# Fancy Slim Blanks



## Russianwolf (Jan 31, 2013)

Okay, simple question.

Is it a good idea to cast fancy blanks for the Slim/Euro?

I know some do snakeskins and PSI seems to have a range of cast slim tubes.

granted, there isn't alot of meat left once turned to get too fancy, but just a thought.

I forgot other in the poll, just post your thoughts.


----------



## plantman (Feb 1, 2013)

Mike; Just because it's labeled " slim ", doesn't mean  you have to turn it slim. Ditch the center band and make it any size you want.   Jim S


----------



## Kretzky (Feb 1, 2013)

plantman said:


> Mike; Just because it's labeled " slim ", doesn't mean you have to turn it slim. Ditch the center band and make it any size you want.

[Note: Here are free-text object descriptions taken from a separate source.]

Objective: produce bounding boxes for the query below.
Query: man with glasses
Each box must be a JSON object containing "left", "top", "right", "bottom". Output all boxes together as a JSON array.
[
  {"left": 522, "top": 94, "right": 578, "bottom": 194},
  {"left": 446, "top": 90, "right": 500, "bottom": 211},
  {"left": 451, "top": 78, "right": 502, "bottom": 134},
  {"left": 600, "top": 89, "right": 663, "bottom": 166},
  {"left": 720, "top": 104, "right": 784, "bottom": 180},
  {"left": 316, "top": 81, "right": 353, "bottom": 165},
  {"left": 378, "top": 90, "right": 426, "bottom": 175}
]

Jim S


 
Totally agree.


----------



## mikespenturningz (Feb 2, 2013)

My only thought about this is that usually slims are made as beginner pens (I know not all are) but the cost of purchasing fancy blanks and the payback just doesn't make sense to me? If I am going to purchase an expensive blank you can bet it won't go onto a slim! Now with that said I don't purchase many blanks either I try to make my own!


----------



## Kenny Durrant (Feb 16, 2013)

Most of the pens I turn are slims. I like to do a lot of embedded castings and I have done most of the same as the others just on a smaller scale. I want people to carry them and the slims are easier to do so. As far as spending money on blanks you have to make sure the grain is tighter than normal so you don't loose the beauty of the wood because it is a smaller pen.


----------



## Smitty37 (Feb 16, 2013)

Russianwolf said:


> Okay, simple question.
> 
> Is it a good idea to cast fancy blanks for the Slim/Euro?
> 
> ...


Am I correct in thinking you mean blanks a bit smaller in diameter than you otherwise might do?


----------



## Smitty37 (Feb 22, 2013)

With Black Titanium Nitride, Gold Titanium Nitride and Rhodium blanks available slimlines and the deritive comforts and streamlines dont have to be thought of as cheap, they will have a lot of the same qualities as bigger pens.


----------



## mick (Feb 23, 2013)

I don't treat any of my pens as cheap. Someone who buys one of my slim lines get the same quality material and attention to detail as someone who buys one of my most expensive pens. That being said I rarely use expensive alternative materials on them. Nice woods and acrylics are the norm with an occasional snake skin upper barrel. Think about it, the cartridge pens we make with antler or snakeskin tops are SLIMLINES. 
Slimlines are at times my bread and butter. You want a customer who buys one to have the same pleasurable writing experience as someone who buys a Jr Statesman. Many of my slimline customers have returned later and bought other more expensive pens!


----------